世界の両生類の3割、絶滅の危機 

 カエルやイモリなど世界の両生類5743種のうち、約32%に当たる1856種が絶滅の危機に直面していることがわかった。国際自然保護連合(IUCN)などが研究者約500人の協力を得て調査した。14日付米科学誌サイエンス電子版b0013356_9264150.jpgb0013356_9265510.jpgで発表される。
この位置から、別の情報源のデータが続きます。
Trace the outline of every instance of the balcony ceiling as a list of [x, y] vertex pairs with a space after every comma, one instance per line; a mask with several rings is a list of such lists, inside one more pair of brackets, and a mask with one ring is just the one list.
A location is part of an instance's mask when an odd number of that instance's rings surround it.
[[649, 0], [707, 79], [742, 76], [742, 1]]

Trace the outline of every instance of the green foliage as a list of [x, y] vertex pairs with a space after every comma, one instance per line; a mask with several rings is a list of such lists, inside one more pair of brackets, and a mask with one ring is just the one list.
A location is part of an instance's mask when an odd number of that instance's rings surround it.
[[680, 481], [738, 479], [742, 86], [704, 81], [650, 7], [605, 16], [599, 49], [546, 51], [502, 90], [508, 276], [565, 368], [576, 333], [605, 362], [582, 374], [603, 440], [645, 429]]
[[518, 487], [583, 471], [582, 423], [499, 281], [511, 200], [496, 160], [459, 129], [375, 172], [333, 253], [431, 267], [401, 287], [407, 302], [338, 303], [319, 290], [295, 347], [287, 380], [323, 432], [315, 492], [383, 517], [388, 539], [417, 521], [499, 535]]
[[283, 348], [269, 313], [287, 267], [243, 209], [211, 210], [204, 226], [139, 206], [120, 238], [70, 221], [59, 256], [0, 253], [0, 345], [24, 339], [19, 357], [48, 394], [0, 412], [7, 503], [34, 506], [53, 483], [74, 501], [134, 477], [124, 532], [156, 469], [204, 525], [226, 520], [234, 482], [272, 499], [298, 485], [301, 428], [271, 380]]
 絶滅の危機にある種の比率は、鳥類の12%(1211種)や哺乳(ほにゅう)類の23%(1130種)に比べて高かった。うちニュージーランドのムカシガエルの仲間など427種(7.4%)は、IUCNの基準の「とくに危機的な状況にある」に分類され、この比率も鳥類(1.8%)や哺乳類(3.8%)より高かった。

 また、2468種の両生類は生息数が減っていた。特に435種は1980年以来、急激に減少していた。減少の原因が捕獲過多のものはメキシコのサンショウウオなど50種、生息地が開発などでなくなったのは183種、残りは気候変動や病気が原因かもしれないという。北回帰線より南にある熱帯地域の低山帯の川周辺にすむ両生類で、危機にある種が多かった。

 IUCNは国や政府機関などが作る組織。これまで鳥類や哺乳類は網羅的に生態調査が行われていたが、両生類は1割以下の種についてしか調べられていなかった。